All my life I have been touched in some way by Remembrance Day. We always attended the ceremonies both because my Poppa served in WWII and because my brother was a drummer in a Scottish pipe and drum band and he was usually playing at these events. It was always cold and rainy and as a child I was bored after the first ten seconds. 1984 my sweet mother passed away the day before Remembrance Day and it has tainted every subsequent year.  Because of I was so young when that happened I never grew to appreciate the true meaning of the day. I was mired in my own loss for so long I did not see that we were coming together to give thanks and gather comfort for a much larger loss. And then September 11th 2001 happened.
It was the first time in my consciousness that the world lost together, suffered together, wept together. It was the first time I felt depth and breadth of humanities ability to unify, to love and be compassionate. It was also the first time I truly understood the hatred people can harbour in their hearts. This is my Remembrance Day. And though I will continue to honour the great men and women who serve in the Armed Forces on November 11th. I will continue to be sad and grateful for all they sacrifice; I can't help but feel my connection to 9/11 in a much more visceral, tangible way. I will be able to recite for the rest of my life when I was, what I was doing, how I felt and how my life was directly changed by that day. I am so fortunate that none of my loved ones were lost that day. I have no direct connections with anyone involved in the events that unfolded but I am a member of the human race and that is enough to have been wounded by that day.
The years that have followed, the wars, the loss of lives, the insane rampant racism, the civilization living in a constant state of hyper alertness, these have taken a toll on our humanity.
We can not honour the fallen with violence.
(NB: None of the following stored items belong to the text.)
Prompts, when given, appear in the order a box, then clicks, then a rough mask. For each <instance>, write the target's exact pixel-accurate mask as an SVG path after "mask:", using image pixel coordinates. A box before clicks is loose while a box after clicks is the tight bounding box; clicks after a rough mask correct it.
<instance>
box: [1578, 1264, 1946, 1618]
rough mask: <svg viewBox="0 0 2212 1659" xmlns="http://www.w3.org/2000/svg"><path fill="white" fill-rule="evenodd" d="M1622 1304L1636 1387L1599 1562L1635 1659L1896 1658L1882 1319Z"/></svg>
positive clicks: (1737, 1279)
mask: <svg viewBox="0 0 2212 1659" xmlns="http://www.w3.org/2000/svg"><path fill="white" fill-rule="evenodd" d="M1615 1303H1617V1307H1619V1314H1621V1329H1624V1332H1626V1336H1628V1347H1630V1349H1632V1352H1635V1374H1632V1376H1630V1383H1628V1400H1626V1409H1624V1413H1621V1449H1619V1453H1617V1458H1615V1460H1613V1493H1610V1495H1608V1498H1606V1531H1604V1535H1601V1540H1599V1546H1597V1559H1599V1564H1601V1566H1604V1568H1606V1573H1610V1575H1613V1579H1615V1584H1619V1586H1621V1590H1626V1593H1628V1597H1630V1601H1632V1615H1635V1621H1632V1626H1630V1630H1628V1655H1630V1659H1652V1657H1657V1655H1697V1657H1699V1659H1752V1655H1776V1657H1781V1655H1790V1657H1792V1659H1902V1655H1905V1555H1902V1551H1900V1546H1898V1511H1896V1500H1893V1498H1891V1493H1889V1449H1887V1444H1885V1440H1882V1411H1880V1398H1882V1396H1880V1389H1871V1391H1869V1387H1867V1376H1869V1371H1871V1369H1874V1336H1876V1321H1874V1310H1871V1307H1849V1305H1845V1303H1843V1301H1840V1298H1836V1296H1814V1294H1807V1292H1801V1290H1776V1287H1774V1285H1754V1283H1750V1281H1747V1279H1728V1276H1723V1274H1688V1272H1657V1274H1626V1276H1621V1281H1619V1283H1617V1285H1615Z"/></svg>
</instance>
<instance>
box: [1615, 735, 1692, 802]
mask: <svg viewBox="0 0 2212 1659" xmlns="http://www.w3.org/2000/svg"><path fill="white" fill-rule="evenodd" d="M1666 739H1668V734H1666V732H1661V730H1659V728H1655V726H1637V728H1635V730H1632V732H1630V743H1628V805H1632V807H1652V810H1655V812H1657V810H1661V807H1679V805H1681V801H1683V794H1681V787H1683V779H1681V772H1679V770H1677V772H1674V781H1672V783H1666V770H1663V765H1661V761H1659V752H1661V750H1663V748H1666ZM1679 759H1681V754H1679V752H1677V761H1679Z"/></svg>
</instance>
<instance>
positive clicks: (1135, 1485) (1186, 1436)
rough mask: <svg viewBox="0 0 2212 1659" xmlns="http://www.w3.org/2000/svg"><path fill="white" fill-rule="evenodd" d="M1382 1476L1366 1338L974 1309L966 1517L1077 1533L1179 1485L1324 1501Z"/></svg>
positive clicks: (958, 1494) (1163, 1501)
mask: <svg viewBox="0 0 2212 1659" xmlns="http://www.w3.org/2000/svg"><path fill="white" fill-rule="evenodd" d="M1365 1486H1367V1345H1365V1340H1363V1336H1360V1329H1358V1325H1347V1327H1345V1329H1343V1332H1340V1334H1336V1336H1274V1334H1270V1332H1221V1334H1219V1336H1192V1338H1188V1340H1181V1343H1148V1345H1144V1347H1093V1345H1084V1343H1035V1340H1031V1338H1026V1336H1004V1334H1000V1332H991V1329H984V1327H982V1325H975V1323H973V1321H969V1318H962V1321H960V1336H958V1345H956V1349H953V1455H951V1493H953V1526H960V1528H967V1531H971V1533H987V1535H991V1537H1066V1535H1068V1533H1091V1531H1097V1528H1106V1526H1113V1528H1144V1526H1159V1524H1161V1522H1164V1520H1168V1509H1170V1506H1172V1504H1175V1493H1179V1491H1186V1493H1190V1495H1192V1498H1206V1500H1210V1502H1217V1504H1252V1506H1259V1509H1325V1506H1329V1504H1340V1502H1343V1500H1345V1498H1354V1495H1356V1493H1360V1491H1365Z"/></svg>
We can not grieve with malfeasance. We can not heal with hate. As the great Doctor said "Returning violence for violence multiplies violence, adding deeper darkness to a night already devoid of stars... Hate cannot drive out hate: only love can do that."
Don't burn a book today. Don't look with suspicion on a man getting on an airplane because he looks "Arab". Don't cast judgment on a woman who chooses to express her faithfulness and fidelity to god by covering her face. Don't left fear a suspicion take a foot hold in your heart. Remember what happened 9 years ago, feel it, talk about it, try and understand why it happened. Be angry and sad and mourn but then go out into the world and love because that is how the good guys really win.

Friday, September 10, 2010

Sorry I have been so absent lately. I have been focusing on the picture a day blog and it ate my brain a little.
Last week I was totally consumed by getting my neurotic dog healthy again. In the course a massive anxiety induced melt down he managed to shed 12 lbs. which is a lot when you are dog, specifically when you are a Greyhound with precious little mass to start with.  It took many days of hand feeding and gentle encouragement not to mention some very expensive anti-anxiety meds but he most certainly on the mend. In fact he seems to really doing well on these pills, he has become much more outgoing. The other day he was even PLAYFUL. In fact he got so excited that he bit me. Of course I freaked out and screamed (it was a reflex) and he ran back to his crate but not for very long, he recovered very quickly as did it. No worries about my hand, he didn't break the skin.
Lulu continues to be a crazy bag of fun. Her daddy isn't too impressed with her this morning because she had a MASSIVE pee in the kitchen. He was on pee duty because I have the day off and wanted to sleep in. Poor daddy, no one likes to wake up to a lake of urine in the kitchen, but that is why I get up at the ass crack of dawn, I don't want to spend my morning cleaning up the pee.